From: Cameron Kaiser <spectre@stockholm.ptloma.edu>
Message-Id: <200101151713.JAA08378@stockholm.ptloma.edu>
Subject: [gopher] Re: Gopher "robots.txt" (was Re: New V-2 WAIS database)
In-Reply-To: <87lmscq5op.fsf@complete.org> from John Goerzen at "Jan 15,
 1 08:57:10 am"
To: gopher@complete.org
Date: Mon, 15 Jan 2001 09:13:34 -0800 (PST)
MIME-Version: 1.0
Content-type: text/plain; charset=US-ASCII
Content-Transfer-Encoding: 8bit
Sender: gopher-bounce@complete.org
Errors-to: gopher-bounce@complete.org
Precedence: bulk
Reply-to: gopher@complete.org


> > Mind you, I'd be happy with any approach that works on a per-menu level,
> > just as long as the bot doesn't have to cache every server's particular
> > robot policy and can determine the policy for a selector from the menu(s)
> > that reference that selector. This is just one way I can think of.
> 
> Well, let's get back to this point.  I'm not sure that you must cache
> it.  Assuming that a robot will traverse an entire server at once (am
> I wrong with that assumption?), it would involve only one extra
> request to ask for robots.txt before traversal.  If, OTOH, servers are
> hit in a more random pattern, I can see there would be a problem.

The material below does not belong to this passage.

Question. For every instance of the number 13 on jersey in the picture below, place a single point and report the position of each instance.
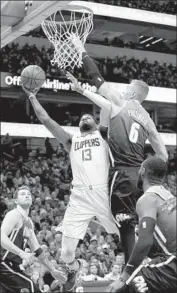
(134, 132)
(87, 155)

No, they are hit randomly so that I can nail the largest number of selectors
in a short period of time without "courtesy" waits. While a server will get
bursts of activity (I'm sure you may have noticed), after a while the
prospects list will get reshuffled and it will work on another host for a bit.
If it totally perseverated on a server, I think the server administrator
would be totally justified in demanding that it pause between bursts, and
that would drop efficiency.

The other problem is that the robot is not running all the time, but only
after hours so its small but constant network usage won't affect other people.
This is a courtesy since the University is letting me keep a private system
on their tab. So, when the robot starts back up again, I'll either need to
refetch or have the process cache to disk when it dies -- again, the two
things I'm trying to avoid.

> Is it practical to cache this data then?  I might be inclined to
> suggest that it is.  Given that only a few of the gopher servers out
> there are both actively maintained and have a situation warranting
> this sort of treatment, perhaps it is not so problematic a situation
> after all?

True, there are very few, but I don't want to see it scale out of control (as
the only current bot operator :-).

I'm still waiting for Marco to tell me those regexes so I can hard-code them.
(Psst!)

-- 
----------------------------- personal page: http://www.armory.com/~spectre/ --
 Cameron Kaiser, Point Loma Nazarene University * ckaiser@stockholm.ptloma.edu
-- Generating random numbers is too important to be left to chance. -----------